= Metal-ligand cooperativity =

Metal-ligand cooperativity (MLC) is a mode of reactivity in which a metal and ligand of a complex are both involved in the bond breaking or bond formation of a substrate during the course of a reaction. This ligand is an actor ligand rather than a spectator, and the reaction is generally only deemed to contain MLC if the actor ligand is doing more than leaving to provide an open coordination site. MLC is also referred to as "metal-ligand bifunctional catalysis." Note that MLC is not to be confused with cooperative binding.

The earliest reported metal-ligand cooperativity was from the Fujiwara group in the 1950s, in which they reported formation of stilbene from styrene and arenes using a palladium chloride catalyst. Shvo's catalyst was developed for one of the earliest uses of ketone hydrogenation by an outer-sphere mechanism. Noyori has developed many chiral catalysts for asymmetric hydrogenation. Transfer hydrogenation, one of the most commonly used applications of MLC, is employed broadly in industry for large scale Noyori-type reductions.

== Modes of Metal-Ligand Cooperativity ==
There are a variety of modes in which this cooperativity has been demonstrated. Four primary modes are generally accepted under MLC: the ligand can (1) act with Lewis acidity, (2) act with Lewis basicity, (3) play a role in aromatization and dearomatization, or (4) be redox non-innocent.

The ligand can act as a Lewis acid and accept electrons from an incoming substrate as it binds to the metal, as in employed in dehydrogenation catalysis. Conversely, the ligand can be Lewis basic and bind the substrate; this Lewis basicity is most frequently seen in hydrogenation catalysis.

The aromatization and dearomatization of a ligand can serve to facilitate a reaction.
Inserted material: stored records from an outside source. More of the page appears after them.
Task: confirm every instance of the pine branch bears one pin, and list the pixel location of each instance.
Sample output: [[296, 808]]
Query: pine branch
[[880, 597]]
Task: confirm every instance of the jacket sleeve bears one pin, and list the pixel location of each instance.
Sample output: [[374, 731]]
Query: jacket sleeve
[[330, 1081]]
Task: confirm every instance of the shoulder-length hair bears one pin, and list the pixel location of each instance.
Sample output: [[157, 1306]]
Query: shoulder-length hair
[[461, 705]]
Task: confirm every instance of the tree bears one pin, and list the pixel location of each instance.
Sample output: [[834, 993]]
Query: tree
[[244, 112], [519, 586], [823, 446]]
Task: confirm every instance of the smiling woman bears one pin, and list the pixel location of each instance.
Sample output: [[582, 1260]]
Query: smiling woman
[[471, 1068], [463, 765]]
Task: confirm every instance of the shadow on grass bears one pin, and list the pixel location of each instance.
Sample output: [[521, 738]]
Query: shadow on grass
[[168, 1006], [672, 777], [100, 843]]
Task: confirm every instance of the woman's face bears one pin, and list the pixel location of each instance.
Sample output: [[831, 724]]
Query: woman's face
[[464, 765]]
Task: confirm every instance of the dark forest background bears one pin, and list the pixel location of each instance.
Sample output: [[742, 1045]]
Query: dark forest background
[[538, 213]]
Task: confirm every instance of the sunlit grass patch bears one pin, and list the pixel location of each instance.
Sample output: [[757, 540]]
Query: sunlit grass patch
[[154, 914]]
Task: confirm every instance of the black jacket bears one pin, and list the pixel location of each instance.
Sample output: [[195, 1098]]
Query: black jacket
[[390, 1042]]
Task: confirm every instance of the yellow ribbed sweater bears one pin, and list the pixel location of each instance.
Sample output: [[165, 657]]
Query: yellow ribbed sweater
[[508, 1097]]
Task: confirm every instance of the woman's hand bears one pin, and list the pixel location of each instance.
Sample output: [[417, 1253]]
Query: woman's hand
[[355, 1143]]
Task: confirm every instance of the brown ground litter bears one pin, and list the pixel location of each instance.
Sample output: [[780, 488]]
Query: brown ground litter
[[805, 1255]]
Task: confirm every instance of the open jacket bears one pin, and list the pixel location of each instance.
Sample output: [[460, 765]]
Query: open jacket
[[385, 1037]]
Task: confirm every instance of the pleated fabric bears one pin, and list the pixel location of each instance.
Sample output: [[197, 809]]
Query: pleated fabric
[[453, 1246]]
As shown in the figure, a ligand can be dearomatized by a base and thus activated toward cleaving a C-H or H-H bond and be subsequently rearomatized during substrate bond cleavage. NHC ligands and other pincer ligands are frequently employed in this mode of MLC. In some reports, with bidentate ligands, ligand dearomatization is not observed when the complex is treated with base but rather a complex with a formal metal-carbon bond is observed (that then acts as a Lewis basic ligand). In fact, the aromatization–dearomatization MLC pathway is governed by the acid–base properties of the reaction medium. Under basic conditions, the ligand preferentially undergoes dearomatization, whereas under acidic conditions, the aromatized form is thermodynamically favored.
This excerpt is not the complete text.